Health & medicine
Rule could speed up generic drug releaseBy Associated Press
© St. Petersburg Times
published June 13, 2003
WASHINGTON - Cheaper generic versions of pricey medications could reach consumers more quickly under federal rules announced Thursday - but not as quickly as the Senate hopes to speed them.
The goal is to save consumers and taxpayers billions in health care costs.
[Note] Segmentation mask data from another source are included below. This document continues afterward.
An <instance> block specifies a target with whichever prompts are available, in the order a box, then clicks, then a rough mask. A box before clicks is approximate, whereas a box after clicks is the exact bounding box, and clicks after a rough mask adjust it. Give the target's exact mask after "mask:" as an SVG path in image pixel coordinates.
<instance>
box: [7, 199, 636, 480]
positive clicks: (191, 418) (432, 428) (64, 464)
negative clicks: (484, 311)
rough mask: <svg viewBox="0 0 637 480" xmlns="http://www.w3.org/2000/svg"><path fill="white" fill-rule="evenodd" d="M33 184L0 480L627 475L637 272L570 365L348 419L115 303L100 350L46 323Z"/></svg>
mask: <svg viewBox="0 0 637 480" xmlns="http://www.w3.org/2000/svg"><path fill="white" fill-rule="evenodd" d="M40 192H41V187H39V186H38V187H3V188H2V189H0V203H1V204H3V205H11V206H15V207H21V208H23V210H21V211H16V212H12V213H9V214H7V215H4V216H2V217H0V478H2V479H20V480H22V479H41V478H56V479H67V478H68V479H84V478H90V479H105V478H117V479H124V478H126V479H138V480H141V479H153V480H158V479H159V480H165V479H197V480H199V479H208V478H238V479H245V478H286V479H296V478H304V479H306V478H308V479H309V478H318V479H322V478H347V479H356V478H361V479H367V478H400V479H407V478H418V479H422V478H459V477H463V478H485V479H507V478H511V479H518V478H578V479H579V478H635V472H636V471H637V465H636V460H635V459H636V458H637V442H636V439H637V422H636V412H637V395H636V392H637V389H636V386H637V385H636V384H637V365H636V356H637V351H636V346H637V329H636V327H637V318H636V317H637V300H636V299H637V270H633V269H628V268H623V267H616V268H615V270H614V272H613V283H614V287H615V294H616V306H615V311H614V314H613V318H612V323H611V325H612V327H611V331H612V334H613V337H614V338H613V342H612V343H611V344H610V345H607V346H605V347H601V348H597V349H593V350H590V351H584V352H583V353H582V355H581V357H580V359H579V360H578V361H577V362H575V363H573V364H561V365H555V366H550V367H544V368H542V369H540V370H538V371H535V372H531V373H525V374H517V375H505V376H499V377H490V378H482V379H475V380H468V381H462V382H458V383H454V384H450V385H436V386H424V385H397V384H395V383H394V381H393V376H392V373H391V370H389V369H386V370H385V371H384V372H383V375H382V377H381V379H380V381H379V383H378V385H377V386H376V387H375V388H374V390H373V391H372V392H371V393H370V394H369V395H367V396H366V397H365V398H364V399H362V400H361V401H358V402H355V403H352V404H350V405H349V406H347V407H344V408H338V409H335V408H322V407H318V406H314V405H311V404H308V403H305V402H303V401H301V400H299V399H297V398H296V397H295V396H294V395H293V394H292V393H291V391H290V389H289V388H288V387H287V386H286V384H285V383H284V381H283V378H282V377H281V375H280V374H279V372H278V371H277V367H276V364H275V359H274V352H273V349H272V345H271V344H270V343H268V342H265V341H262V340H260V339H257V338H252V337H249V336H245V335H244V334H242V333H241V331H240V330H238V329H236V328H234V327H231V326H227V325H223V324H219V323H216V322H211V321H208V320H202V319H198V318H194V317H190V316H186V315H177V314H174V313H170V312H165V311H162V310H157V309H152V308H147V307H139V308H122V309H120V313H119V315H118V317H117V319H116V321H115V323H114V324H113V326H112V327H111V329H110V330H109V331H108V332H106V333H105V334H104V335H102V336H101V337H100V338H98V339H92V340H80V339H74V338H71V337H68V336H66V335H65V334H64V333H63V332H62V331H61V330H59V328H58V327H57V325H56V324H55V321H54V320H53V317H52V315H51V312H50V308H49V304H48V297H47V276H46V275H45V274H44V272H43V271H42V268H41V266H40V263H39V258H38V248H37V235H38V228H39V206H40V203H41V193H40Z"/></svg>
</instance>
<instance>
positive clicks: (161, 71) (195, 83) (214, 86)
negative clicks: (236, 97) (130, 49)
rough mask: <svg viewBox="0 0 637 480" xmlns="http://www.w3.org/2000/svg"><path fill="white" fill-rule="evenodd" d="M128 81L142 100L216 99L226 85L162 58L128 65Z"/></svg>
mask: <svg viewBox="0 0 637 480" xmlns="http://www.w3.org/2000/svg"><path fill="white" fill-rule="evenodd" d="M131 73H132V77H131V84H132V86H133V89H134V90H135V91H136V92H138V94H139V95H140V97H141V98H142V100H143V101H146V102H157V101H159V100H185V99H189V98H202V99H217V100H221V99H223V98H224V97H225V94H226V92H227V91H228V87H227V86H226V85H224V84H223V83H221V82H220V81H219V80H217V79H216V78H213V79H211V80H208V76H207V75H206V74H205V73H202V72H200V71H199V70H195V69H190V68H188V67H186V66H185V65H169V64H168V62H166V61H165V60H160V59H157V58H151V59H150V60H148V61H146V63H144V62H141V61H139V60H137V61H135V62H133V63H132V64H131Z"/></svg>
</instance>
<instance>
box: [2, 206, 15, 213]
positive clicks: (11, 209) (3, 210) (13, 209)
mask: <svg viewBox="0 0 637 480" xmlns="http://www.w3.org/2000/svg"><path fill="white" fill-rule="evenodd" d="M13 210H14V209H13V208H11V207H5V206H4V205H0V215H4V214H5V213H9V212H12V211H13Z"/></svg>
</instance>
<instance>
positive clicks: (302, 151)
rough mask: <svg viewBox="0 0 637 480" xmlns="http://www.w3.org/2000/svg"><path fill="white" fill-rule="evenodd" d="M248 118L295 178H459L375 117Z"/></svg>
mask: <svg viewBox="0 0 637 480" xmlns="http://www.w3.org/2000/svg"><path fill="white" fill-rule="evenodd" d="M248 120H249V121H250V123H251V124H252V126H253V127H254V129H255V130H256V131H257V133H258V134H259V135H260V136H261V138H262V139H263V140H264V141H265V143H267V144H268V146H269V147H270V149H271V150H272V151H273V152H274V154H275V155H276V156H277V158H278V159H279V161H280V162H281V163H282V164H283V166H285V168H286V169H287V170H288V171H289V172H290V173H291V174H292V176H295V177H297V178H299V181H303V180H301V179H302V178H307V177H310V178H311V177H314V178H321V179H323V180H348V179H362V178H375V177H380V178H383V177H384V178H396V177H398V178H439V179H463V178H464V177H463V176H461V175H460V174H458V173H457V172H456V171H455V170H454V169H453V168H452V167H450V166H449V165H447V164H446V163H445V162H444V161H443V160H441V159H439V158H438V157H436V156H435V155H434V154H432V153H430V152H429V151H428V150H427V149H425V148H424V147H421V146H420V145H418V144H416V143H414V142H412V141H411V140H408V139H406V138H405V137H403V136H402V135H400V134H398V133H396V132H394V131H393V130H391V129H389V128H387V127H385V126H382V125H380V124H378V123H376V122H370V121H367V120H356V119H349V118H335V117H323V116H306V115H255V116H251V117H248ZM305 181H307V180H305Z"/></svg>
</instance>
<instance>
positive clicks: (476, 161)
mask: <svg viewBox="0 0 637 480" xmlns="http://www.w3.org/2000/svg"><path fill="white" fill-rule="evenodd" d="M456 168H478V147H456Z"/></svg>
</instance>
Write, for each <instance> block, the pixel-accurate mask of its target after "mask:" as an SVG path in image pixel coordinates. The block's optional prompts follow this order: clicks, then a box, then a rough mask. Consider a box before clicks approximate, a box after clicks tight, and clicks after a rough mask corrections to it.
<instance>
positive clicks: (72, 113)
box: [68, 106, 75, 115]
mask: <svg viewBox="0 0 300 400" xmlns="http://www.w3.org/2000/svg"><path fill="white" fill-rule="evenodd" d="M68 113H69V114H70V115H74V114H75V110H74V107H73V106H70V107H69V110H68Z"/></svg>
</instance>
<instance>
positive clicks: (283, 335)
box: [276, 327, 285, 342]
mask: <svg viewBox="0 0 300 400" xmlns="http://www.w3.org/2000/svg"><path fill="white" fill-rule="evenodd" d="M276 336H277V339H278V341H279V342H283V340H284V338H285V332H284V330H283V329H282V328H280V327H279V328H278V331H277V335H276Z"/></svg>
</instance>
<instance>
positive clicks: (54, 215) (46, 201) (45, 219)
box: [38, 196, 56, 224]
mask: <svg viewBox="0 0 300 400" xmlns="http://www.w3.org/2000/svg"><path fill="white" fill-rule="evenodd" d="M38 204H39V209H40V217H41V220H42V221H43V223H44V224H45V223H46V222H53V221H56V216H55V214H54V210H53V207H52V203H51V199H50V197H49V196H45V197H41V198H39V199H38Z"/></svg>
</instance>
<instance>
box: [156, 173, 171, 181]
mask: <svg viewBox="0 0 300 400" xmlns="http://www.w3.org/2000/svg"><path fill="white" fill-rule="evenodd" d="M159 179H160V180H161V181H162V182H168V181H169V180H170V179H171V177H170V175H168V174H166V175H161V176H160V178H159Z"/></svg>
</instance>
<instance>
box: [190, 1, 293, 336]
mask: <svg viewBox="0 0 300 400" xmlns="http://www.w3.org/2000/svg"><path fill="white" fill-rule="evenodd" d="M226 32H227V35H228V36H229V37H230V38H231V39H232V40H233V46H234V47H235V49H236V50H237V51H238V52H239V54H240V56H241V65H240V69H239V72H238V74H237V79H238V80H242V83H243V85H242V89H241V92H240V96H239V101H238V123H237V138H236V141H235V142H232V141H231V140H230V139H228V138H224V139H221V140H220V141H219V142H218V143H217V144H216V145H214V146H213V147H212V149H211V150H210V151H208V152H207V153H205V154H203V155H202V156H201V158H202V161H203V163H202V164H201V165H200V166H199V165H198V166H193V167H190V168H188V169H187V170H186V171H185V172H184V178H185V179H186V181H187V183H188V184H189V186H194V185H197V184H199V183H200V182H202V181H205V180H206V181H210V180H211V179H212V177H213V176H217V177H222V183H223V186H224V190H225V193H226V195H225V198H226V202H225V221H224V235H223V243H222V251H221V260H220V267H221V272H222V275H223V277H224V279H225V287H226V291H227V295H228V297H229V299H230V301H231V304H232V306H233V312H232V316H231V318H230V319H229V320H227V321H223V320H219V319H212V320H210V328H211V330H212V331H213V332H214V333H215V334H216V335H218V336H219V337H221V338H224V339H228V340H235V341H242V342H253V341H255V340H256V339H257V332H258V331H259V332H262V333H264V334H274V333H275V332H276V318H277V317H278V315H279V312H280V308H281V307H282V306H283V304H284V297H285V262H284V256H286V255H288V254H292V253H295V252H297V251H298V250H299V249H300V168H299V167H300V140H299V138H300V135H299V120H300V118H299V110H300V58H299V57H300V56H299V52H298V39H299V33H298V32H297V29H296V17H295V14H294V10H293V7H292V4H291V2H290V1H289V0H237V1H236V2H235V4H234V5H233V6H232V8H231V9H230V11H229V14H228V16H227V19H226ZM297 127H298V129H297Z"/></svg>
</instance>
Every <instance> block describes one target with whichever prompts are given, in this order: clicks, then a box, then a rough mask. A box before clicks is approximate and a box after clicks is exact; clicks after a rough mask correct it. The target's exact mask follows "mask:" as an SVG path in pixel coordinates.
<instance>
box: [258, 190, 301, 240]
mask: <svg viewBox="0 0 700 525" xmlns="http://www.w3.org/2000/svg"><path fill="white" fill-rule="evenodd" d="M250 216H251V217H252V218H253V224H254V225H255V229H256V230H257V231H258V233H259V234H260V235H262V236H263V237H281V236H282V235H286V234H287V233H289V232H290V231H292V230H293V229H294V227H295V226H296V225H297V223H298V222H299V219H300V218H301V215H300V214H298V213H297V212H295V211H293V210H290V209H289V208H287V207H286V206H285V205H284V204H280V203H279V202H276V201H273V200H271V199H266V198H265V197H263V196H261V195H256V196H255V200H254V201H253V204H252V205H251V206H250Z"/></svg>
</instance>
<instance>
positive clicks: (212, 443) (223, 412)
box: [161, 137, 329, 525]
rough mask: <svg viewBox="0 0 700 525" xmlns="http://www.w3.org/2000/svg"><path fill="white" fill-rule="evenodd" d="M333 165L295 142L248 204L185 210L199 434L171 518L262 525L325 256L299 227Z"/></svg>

The question is how far the government will challenge the brand-name drug industry to do that.
The Bush administration issued new rules to make it harder for brand-name drug companies to block generic competition.
"We will bring generic drugs to the market much more quickly, in some cases years earlier," said President Bush, estimating the changes could save $3.5-billion a year.
Under the rules, lawsuits to stall Food and Drug Administration approval of the cheaper generic could only trigger a single 30-month delay. Today, brand-name companies can file repeated patent infringement challenges that trigger multiple 30-month stays.
The new FDA rule, which takes effect Aug. 18, also forbids frivolous patents, such as those covering a drug's packaging, from being registered with the FDA and thus triggering the delay.
Generic drugs typically cost less than half the price of their brand-name counterparts, so every month that the maker of a blockbuster brand can stave off competition means big profits.
The legislation would also block other tactics that thwart generic competition - including payoffs to generic companies to keep cheaper products off the market.